Turnovers give coaches nightmares and gray hairs.
After watching many basketball games this season, I’ve seen more turnovers than a bakery puts out in a week.
The definition of a basketball turnover is when an offensive player does something that doesn’t allow their team to attempt a field goal or foul shot and their opponents gain possession of the ball.
There are two kinds of turnovers. The first is when the defense forces the offense to lose the ball and the defense gets the ball.
Defenses cause turnovers by: forcing a bad pass, stealing the ball, causing a muff or fumble; forcing a five-second throw-in violation; forcing a five-second closely guarded violation; forcing a 10 second backcourt violation and forcing a backcourt violation.
The second type of turnovers are unforced turnovers usually caused by poor basketball decision making by players on offense. These turnovers include: a careless bad pass, fumble or muff; a technical foul; a player-control foul; a team control foul; a three-second lane violation; a five-second closely guarded violation and violating the throw-in rule by stepping on the line. Other unforced turnovers that occur are: a foul shooter violating a free-throw attempt; lane violations by one or two offensive players on the free-throw lane line; a traveling call; a double dribbling call; and stepping on the out-of-bounds line.
Often, there are more unforced turnovers than those forced by the defense and they can be limited by making better basketball decisions, thinking before they act. When players use their skills and fundamentals, rather than just relying on their talent, they are less prone to turnovers. Players who face the basket immediately after receiving the ball and read the situation and think first before they act commit fewer turnovers than players who don’t follow this strategy.
A faster-paced game will also create more chances for turnovers.
Another frequent source for turnovers by many players is when a player with the ball leaves their feet and doesn’t shoot the ball. This causes turnovers because their teammates expect their teammate to shoot, not pass the ball.
They often make bad passes, commit a player control foul or have to throw up a bad shot because they must get rid of the ball before returning to the floor or be called for traveling.
A good way to eliminate this type of turnover is to constantly remind players to not leave their feet with the ball unless they are going to shoot.

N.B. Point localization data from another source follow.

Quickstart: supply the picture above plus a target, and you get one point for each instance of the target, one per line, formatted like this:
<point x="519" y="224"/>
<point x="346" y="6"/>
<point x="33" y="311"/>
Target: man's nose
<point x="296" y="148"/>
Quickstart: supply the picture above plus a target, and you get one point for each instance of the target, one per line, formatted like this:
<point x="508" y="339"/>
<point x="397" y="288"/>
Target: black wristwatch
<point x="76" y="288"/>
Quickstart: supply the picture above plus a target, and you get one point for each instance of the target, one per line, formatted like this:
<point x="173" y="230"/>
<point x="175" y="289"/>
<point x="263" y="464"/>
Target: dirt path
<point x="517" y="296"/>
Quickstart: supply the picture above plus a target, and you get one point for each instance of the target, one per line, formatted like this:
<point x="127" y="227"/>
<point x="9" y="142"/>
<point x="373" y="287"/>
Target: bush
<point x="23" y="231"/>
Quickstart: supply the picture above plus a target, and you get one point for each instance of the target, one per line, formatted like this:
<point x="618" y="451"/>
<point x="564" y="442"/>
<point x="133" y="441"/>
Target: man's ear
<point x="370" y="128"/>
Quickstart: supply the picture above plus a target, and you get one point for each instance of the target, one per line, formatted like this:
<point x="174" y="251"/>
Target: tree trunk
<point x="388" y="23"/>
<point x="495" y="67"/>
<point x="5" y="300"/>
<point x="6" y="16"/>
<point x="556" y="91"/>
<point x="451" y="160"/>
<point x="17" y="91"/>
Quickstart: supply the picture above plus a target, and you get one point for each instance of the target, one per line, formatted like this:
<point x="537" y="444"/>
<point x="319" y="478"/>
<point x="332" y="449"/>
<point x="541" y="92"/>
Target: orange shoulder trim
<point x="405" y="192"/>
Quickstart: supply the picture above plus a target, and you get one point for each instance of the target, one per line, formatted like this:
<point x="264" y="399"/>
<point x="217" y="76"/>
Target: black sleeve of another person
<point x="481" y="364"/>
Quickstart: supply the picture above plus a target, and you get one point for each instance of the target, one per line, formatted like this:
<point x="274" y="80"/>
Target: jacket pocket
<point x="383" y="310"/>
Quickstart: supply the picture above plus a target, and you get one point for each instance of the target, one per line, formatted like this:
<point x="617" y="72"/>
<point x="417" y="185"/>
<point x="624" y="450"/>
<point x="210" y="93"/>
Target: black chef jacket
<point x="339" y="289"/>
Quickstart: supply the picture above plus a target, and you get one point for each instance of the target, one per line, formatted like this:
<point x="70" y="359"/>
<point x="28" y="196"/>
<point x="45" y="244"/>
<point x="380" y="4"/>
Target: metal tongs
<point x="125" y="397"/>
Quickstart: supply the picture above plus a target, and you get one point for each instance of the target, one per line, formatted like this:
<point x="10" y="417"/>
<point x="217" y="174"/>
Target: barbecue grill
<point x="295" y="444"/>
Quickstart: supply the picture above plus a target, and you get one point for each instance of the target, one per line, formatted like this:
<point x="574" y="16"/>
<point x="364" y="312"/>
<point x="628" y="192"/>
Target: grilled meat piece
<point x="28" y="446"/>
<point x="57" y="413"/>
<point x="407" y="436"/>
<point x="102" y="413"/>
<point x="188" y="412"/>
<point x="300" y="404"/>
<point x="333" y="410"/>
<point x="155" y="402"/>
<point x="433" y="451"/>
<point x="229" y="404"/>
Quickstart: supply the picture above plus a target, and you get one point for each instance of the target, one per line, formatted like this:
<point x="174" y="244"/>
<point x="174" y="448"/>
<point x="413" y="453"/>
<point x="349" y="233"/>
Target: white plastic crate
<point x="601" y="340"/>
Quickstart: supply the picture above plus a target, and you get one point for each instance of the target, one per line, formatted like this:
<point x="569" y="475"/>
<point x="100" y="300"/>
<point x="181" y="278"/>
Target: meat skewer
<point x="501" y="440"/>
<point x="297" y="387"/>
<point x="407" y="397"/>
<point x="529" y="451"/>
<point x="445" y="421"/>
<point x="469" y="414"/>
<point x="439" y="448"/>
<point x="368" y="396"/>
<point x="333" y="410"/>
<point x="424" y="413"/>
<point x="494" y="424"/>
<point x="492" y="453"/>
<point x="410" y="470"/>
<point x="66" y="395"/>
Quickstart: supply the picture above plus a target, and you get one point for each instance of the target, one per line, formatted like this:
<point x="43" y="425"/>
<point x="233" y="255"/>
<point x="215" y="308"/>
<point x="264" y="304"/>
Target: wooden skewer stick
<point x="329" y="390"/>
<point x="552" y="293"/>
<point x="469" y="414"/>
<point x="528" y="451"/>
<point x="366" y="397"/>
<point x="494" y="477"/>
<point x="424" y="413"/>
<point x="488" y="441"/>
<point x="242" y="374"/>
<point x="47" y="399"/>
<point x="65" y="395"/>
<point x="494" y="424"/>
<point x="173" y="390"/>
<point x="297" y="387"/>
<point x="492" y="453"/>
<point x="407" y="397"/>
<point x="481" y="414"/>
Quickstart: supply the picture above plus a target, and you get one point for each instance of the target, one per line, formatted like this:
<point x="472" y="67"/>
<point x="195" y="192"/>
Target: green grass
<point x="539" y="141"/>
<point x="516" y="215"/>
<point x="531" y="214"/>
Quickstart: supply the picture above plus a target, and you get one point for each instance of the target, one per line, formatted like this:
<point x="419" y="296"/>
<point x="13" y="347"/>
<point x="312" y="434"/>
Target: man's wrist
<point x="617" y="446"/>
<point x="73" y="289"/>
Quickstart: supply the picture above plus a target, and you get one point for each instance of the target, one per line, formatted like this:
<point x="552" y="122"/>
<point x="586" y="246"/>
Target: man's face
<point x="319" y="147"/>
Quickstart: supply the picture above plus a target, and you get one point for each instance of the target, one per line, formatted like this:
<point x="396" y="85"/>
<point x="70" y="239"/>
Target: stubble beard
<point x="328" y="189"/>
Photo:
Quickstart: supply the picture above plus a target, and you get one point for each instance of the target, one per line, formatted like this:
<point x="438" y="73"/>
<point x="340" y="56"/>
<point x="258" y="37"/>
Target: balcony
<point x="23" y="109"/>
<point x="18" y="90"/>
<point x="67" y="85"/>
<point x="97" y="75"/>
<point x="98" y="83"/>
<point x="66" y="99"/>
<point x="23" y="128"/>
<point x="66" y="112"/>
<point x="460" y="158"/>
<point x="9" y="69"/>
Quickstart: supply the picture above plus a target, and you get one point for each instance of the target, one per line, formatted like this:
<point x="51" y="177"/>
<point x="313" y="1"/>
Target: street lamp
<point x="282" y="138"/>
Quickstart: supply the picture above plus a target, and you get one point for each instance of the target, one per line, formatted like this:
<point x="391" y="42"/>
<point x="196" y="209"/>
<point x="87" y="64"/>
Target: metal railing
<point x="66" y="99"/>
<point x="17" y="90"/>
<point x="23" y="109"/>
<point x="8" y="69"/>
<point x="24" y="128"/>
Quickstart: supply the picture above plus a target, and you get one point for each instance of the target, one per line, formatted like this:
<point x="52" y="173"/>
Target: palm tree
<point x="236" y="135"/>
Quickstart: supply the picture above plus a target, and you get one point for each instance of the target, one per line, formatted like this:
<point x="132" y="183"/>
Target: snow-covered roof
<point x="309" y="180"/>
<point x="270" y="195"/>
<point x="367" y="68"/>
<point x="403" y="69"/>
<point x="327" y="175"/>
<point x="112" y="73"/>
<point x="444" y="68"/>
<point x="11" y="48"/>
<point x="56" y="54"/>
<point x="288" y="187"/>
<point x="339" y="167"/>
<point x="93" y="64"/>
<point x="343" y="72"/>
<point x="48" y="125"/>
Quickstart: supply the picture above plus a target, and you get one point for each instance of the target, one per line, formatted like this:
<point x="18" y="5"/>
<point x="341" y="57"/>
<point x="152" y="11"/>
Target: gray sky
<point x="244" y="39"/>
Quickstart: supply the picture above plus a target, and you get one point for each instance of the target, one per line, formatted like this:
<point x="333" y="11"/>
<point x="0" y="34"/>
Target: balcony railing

Some teams keep a mistake chart which has the listed above turnovers that individual players make. We charted these mistakes off game tapes and our players had to do three up-and-back line drills dribbling the ball for the unforced turnovers and did one for turnovers caused by the defense.
Turnovers are part of the game, but they can be limited by making better decisions. That also may help coaches sleep a bit better and slow the onset of gray hair.